Nasci em Curitiba, no bairro da Água Verde em um bela madrugada de primavera
no ano de 1959.
Como? Quase nasci dentro de um cinema onde meus pais assistiam um filme mexicano
chamado Cielito Lindo.
Por quê? Porque eles eram jovens românticos e irresponsáveis.

A família buty king foi uma comunidade alternativa, onde passaram vários poetas, letristas e músicos? Nessa época vc tinha saído de casa?

Não. A casa tinha fugido de mim cinco anos antes. A família Buty King era eu, o Pobre (Júlio Garrido), o Baxo (Eduardo Prante) e o Canalama (Gilberto Canabarro). Nós fazíamos músicas e escrevíamos coisas mas, principalmente, gostávamos de pichar muros com poeminhas curtos e assinar ‘Buty King’. Só não assinamos aquela detrás do Guaíra na frente do Sinhá que dizia ‘SEU JOÃO BUNDÃO’.
A casa de que você se lembra era a que eu dividia com o Palito (Nivaldo Lopes). Nós invadimos lá depois que o pessoal da libelu debandou. Mas não tinha nada de comunidade. Nós éramos estudantes universitários, pobres, folgados, criativos e muito egoístas.


E desse período o q vc tem pra contar?

Foi ótimo. Festa todos os dias. Até a polícia aparecia de vez em quando. E a mãe do Edilson. Não juntas, claro. Nós escrevíamos pelas paredes e até no teto. Mas não deixávamos ninguém mais escrever. A casa da sogra era em outro lugar.

Como foi o confronto quando Marcos Prado, Sérgio Viralobos, Rodrigão e Ferreira viraram punks?

Não teve confronto nenhum. O Beijo AA Força ensaiava na minha casa. Depois eu passei um tempo em Porto Alegre e quando voltei inventei, com os Buty King, um espaço chamado OKUPE na sede da UPE. O Beijo AA Força ensaiava lá também. Nós bebiamos juntos e, acredite se quiser, até praticávamos esporte. Aí eu me mudei pra São Paulo. Quando apareci de novo eles já estavam tocando sambas moderninhos que, por sinal, eu gostava bem mais.
Se eu morasse na Inglaterra em 1976 certamente teria sido punk. Em Curitiba, em 1983, não. Nos anos 80 meu negócio era hip-hop.

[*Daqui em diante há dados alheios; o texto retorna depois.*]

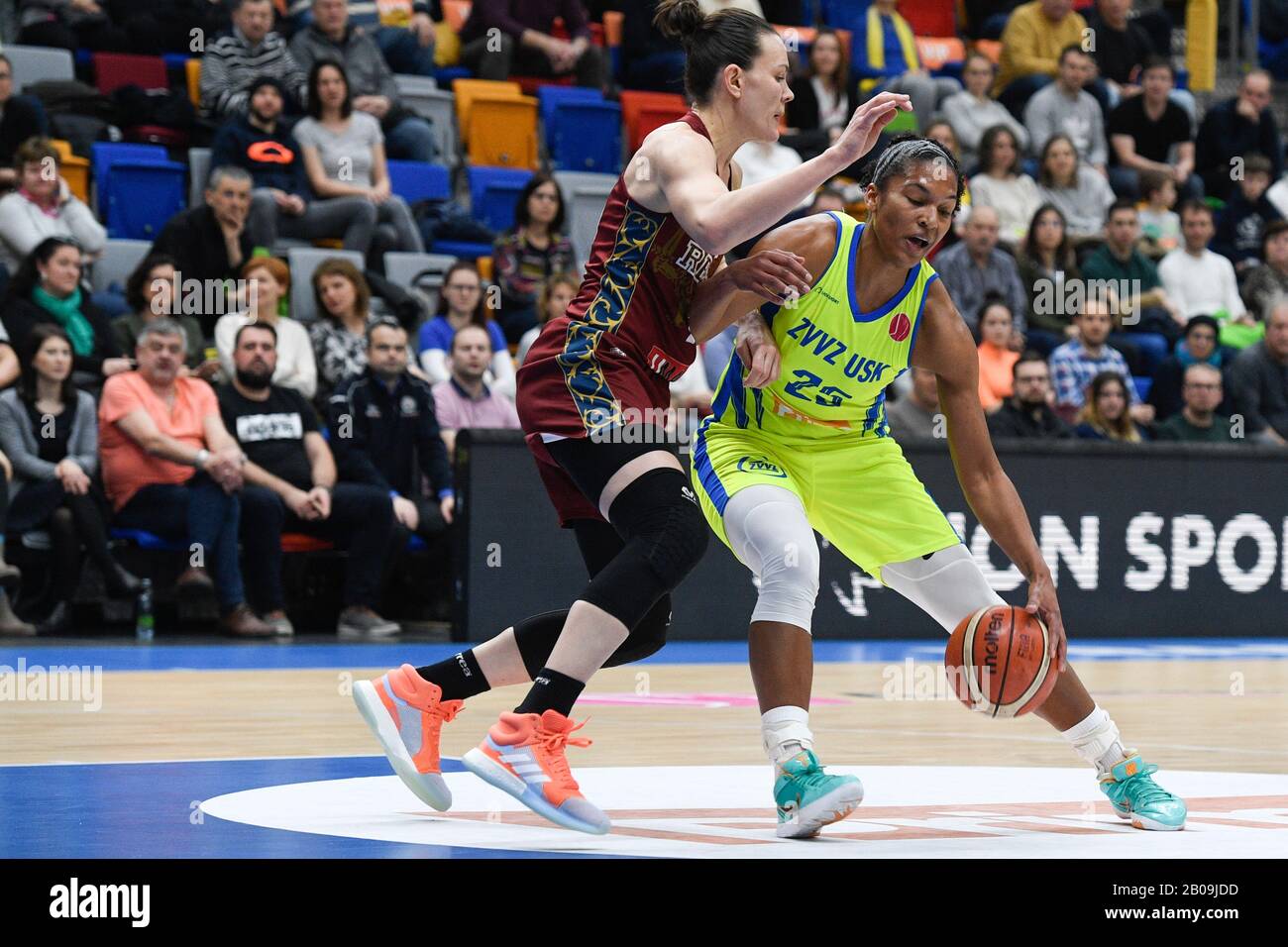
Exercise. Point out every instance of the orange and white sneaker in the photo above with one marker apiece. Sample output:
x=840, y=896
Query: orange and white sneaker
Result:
x=407, y=714
x=523, y=754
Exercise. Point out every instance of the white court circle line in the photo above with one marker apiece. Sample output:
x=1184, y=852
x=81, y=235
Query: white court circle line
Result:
x=726, y=812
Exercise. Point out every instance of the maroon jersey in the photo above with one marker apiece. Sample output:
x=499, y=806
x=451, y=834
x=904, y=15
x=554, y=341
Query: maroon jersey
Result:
x=626, y=335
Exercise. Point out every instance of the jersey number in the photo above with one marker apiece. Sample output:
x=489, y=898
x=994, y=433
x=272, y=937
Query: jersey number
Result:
x=828, y=395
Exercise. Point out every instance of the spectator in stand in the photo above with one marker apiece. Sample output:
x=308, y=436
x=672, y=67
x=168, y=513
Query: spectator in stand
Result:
x=1258, y=379
x=1157, y=318
x=1239, y=228
x=1003, y=185
x=267, y=279
x=291, y=487
x=344, y=157
x=1198, y=347
x=249, y=52
x=1144, y=129
x=464, y=401
x=462, y=304
x=505, y=38
x=1030, y=50
x=43, y=206
x=1078, y=361
x=1028, y=414
x=1048, y=270
x=71, y=25
x=390, y=446
x=915, y=414
x=975, y=266
x=171, y=468
x=823, y=97
x=557, y=292
x=1122, y=48
x=887, y=51
x=1104, y=416
x=973, y=111
x=1064, y=108
x=1270, y=278
x=150, y=292
x=21, y=118
x=279, y=202
x=339, y=335
x=334, y=35
x=529, y=253
x=1236, y=128
x=1159, y=224
x=210, y=243
x=47, y=289
x=996, y=355
x=403, y=30
x=1205, y=282
x=50, y=432
x=1198, y=421
x=1081, y=193
x=649, y=60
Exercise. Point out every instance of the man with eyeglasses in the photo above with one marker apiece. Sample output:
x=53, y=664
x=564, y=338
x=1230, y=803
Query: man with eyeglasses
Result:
x=1198, y=420
x=20, y=119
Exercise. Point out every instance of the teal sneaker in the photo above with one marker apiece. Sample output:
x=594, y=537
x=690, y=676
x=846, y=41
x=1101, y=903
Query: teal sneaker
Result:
x=1136, y=796
x=809, y=799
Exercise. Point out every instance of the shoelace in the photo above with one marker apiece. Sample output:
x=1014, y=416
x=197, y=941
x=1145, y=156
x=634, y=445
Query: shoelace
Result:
x=1142, y=789
x=553, y=742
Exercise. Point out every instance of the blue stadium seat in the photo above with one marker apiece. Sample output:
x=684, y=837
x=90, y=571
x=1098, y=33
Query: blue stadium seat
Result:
x=587, y=137
x=103, y=155
x=493, y=195
x=147, y=540
x=419, y=180
x=142, y=196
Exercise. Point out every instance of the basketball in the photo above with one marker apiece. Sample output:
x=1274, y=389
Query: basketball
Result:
x=1001, y=663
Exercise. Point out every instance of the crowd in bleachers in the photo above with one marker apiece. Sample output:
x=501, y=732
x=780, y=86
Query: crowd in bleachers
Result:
x=335, y=227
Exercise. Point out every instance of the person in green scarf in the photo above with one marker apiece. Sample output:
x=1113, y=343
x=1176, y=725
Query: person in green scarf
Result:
x=48, y=289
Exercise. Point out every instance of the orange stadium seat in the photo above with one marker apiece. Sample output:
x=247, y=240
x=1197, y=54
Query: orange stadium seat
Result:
x=644, y=111
x=469, y=90
x=502, y=133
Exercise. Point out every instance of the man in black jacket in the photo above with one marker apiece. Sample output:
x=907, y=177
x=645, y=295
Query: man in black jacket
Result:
x=1028, y=412
x=281, y=204
x=384, y=432
x=210, y=243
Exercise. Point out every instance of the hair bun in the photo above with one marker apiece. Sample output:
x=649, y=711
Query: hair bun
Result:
x=679, y=20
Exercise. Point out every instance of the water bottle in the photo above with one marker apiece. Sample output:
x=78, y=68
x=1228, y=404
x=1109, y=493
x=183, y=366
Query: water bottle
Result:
x=143, y=613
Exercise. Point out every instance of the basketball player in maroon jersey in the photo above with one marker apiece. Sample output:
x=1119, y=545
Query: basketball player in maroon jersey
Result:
x=656, y=285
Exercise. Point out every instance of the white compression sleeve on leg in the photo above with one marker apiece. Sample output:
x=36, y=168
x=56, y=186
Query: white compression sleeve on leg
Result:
x=771, y=534
x=785, y=732
x=947, y=585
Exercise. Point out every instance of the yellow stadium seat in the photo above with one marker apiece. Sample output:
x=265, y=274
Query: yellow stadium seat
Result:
x=502, y=133
x=468, y=90
x=73, y=167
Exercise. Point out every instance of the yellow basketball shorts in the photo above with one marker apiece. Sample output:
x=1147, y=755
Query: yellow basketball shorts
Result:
x=862, y=495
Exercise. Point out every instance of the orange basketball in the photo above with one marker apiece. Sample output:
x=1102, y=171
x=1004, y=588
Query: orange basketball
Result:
x=1001, y=661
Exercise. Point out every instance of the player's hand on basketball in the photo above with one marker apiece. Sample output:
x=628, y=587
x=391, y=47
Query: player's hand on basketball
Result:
x=777, y=275
x=756, y=351
x=1043, y=603
x=867, y=124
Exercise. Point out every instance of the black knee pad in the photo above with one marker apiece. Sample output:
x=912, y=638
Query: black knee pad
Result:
x=665, y=539
x=647, y=638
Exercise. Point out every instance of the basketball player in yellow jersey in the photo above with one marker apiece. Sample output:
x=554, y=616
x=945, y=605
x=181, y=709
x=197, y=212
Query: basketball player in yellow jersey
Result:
x=804, y=446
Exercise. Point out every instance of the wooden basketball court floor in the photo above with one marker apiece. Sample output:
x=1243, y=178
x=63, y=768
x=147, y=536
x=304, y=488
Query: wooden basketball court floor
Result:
x=256, y=750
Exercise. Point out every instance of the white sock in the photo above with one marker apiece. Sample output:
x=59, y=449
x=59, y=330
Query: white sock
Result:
x=785, y=732
x=1096, y=740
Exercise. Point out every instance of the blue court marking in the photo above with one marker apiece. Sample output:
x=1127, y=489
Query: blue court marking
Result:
x=301, y=656
x=147, y=810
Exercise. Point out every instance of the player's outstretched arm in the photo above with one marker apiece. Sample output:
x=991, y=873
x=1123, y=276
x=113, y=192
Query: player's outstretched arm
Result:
x=944, y=347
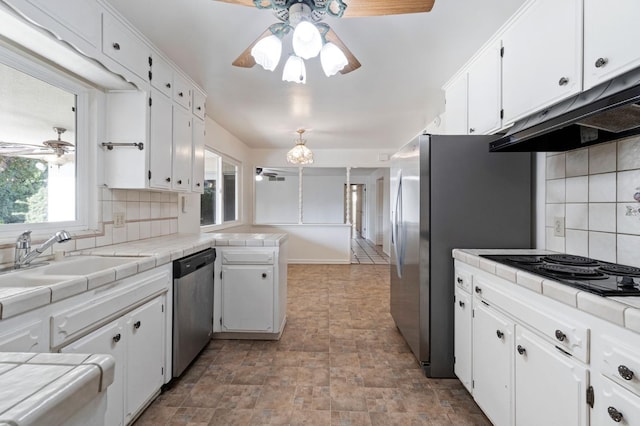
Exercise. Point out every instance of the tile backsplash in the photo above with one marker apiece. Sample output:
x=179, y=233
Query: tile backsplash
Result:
x=593, y=202
x=145, y=214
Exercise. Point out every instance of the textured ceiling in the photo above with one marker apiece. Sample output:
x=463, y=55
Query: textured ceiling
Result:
x=405, y=60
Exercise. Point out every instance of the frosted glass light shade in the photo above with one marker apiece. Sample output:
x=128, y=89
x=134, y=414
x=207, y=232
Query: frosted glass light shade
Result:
x=332, y=59
x=307, y=40
x=267, y=52
x=294, y=70
x=300, y=154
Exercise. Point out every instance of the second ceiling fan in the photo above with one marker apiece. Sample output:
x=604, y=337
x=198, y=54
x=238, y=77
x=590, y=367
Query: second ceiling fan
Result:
x=312, y=37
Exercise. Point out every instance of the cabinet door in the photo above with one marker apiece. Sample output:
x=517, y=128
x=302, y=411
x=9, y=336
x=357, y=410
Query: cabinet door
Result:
x=493, y=363
x=161, y=149
x=247, y=298
x=462, y=338
x=536, y=401
x=197, y=180
x=123, y=46
x=608, y=30
x=108, y=340
x=456, y=106
x=182, y=140
x=485, y=98
x=542, y=62
x=145, y=354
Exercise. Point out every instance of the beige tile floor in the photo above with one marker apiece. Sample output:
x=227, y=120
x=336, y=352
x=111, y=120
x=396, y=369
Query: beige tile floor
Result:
x=340, y=361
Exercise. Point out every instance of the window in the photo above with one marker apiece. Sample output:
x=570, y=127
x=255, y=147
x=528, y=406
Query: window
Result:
x=219, y=202
x=42, y=154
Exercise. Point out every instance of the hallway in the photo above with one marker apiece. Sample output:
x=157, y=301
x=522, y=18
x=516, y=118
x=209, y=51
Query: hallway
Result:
x=340, y=361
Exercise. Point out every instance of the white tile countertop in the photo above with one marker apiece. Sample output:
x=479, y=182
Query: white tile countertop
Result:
x=623, y=311
x=144, y=255
x=42, y=389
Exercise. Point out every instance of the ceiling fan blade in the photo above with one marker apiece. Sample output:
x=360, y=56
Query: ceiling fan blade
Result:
x=359, y=8
x=245, y=60
x=353, y=64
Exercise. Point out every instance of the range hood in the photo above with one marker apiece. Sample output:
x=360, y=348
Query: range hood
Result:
x=603, y=113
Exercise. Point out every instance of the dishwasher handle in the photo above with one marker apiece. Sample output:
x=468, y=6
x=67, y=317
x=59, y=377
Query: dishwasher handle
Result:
x=189, y=264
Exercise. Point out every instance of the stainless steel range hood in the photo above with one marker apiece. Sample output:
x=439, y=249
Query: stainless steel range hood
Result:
x=604, y=113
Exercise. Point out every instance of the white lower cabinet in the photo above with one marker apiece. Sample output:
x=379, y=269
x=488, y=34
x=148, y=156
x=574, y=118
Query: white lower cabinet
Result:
x=136, y=341
x=493, y=363
x=550, y=386
x=247, y=298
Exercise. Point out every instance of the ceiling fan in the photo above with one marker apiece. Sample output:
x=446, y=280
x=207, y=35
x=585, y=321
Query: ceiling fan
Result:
x=335, y=56
x=56, y=147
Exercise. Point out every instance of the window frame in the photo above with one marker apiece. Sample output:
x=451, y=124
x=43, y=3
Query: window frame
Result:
x=86, y=201
x=220, y=193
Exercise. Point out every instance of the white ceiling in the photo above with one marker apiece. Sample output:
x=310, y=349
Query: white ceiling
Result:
x=405, y=60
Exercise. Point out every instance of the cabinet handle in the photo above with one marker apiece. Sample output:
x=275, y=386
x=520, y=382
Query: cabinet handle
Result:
x=615, y=415
x=625, y=372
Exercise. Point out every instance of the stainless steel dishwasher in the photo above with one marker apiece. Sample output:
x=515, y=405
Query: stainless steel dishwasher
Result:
x=192, y=307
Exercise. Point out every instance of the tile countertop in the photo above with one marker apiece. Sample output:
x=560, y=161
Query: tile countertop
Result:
x=40, y=389
x=623, y=311
x=145, y=254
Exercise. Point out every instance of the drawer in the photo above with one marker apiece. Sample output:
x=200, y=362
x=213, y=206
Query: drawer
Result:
x=247, y=257
x=565, y=332
x=77, y=321
x=615, y=405
x=464, y=280
x=122, y=45
x=621, y=364
x=181, y=91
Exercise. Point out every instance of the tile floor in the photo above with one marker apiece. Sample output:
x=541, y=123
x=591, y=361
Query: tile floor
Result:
x=366, y=253
x=340, y=361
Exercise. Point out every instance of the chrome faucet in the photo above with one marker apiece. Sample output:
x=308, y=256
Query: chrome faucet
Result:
x=24, y=255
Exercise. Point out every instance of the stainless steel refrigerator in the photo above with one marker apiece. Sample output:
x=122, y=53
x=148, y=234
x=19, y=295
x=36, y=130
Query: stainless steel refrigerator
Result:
x=448, y=192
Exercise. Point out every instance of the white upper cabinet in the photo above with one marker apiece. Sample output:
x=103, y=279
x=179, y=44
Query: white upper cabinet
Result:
x=611, y=31
x=542, y=61
x=485, y=97
x=456, y=106
x=122, y=45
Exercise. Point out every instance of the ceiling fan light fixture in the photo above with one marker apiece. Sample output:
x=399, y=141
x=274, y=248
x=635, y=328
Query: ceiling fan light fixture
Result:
x=294, y=70
x=267, y=52
x=332, y=59
x=307, y=40
x=300, y=154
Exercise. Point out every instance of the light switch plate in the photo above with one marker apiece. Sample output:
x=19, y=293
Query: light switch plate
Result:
x=118, y=220
x=558, y=226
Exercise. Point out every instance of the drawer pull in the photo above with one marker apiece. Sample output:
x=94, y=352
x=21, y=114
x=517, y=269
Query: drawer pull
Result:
x=625, y=372
x=615, y=415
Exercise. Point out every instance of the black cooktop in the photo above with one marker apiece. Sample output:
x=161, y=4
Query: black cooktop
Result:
x=595, y=276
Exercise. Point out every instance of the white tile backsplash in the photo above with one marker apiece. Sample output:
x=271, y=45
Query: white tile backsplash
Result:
x=595, y=197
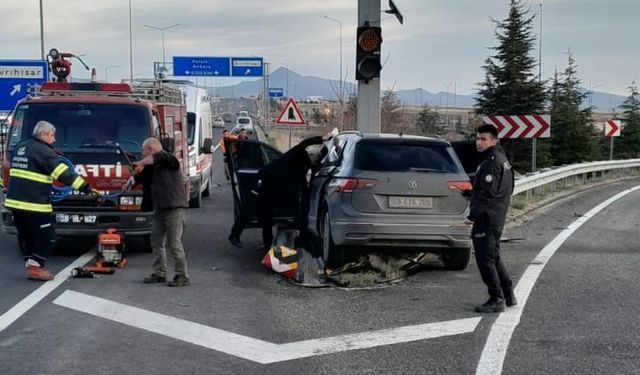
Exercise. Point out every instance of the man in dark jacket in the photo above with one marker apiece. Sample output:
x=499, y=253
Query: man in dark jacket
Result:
x=169, y=199
x=34, y=167
x=282, y=189
x=490, y=197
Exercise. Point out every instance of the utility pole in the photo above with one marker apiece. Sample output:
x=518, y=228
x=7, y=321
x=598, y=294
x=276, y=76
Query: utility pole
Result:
x=368, y=116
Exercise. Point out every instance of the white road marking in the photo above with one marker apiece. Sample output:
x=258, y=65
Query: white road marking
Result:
x=495, y=349
x=37, y=295
x=249, y=348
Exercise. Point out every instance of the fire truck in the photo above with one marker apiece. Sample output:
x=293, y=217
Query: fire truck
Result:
x=100, y=128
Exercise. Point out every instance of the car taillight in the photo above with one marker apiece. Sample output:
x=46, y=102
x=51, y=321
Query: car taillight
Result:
x=348, y=185
x=460, y=185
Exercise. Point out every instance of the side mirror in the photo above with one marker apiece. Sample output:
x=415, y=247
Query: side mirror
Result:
x=207, y=145
x=167, y=144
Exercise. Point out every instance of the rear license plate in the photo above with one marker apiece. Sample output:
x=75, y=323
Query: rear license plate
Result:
x=410, y=202
x=75, y=218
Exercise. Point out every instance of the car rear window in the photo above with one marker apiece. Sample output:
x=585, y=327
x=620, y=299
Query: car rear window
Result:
x=402, y=157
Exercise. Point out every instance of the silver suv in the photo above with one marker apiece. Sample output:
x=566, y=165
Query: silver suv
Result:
x=390, y=192
x=382, y=191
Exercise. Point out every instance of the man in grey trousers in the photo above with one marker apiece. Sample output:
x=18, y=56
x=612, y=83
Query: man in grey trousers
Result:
x=169, y=201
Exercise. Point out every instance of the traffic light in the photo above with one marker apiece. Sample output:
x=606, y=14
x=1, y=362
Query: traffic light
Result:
x=368, y=52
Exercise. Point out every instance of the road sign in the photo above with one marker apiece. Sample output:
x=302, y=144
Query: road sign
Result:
x=290, y=115
x=201, y=66
x=521, y=126
x=16, y=76
x=276, y=92
x=246, y=66
x=612, y=128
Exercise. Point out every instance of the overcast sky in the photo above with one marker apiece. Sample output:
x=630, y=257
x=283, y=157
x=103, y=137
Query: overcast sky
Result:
x=441, y=41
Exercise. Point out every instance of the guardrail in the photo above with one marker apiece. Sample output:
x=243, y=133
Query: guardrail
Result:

Vc, Marcos Prado, Edilson Del Grossi e eu já demos muitas gargalhadas nesta vida. O bom humor é uma constante em suas músicas. Alegria é criação?

Sem alegria não tem graça. Melhor ir dormir.

Drogas, álcool, sexo, música e poesia. Viver no limite também?

Você esqueceu do sono. E do café.

Trindade em pub, na Alemanha, fazendo o que mais gosta.


Vc já está 15 anos em Londres, com vindas esporádicas para o Brasil, como é a sua vida lá e do que vc sente mais falta?

Sinto falta dos meus amigos e da minha família. Gostaria de fretar um navio e trazê-los todos pra cá pra uma tertúlia. Depois mandá-los de volta, claro, com o Vulcanis amarrado no mastro, o Batista de Pilar de capitão e o Hélio Leites abotoando todo mundo.
Quando estou no Brasil sinto falta da cerveja.

Vc vive de música em Londres? Ou faz algo mais?

Há tempos que estou tentando fazer a transição de artista irresponsável pra homem de negócios. Agora me deram uma ex-igreja pra transformar em centro cultural. Também sou obrigado a dar umas aulinhas.


Como o público inglês recebeu o seu CD O Melhor do Bom do Trindade?
E como vc vê esse lançamento?


O cd foi bem recebido, recebeu muitos elogios. É cheio de problemas técnicos mas os caras dizem que é punk-jazz. Na verdade nunca tocamos em lugares tradicionais de música brasileira. A gente toca nos lugares de indie-roqueiros e o pessoal gosta.

Além desse vc lançou o CD Maconha, totalmente diferente do outro. Como vc convive com tantas diferenças e que importância vc dá a cada uma delas?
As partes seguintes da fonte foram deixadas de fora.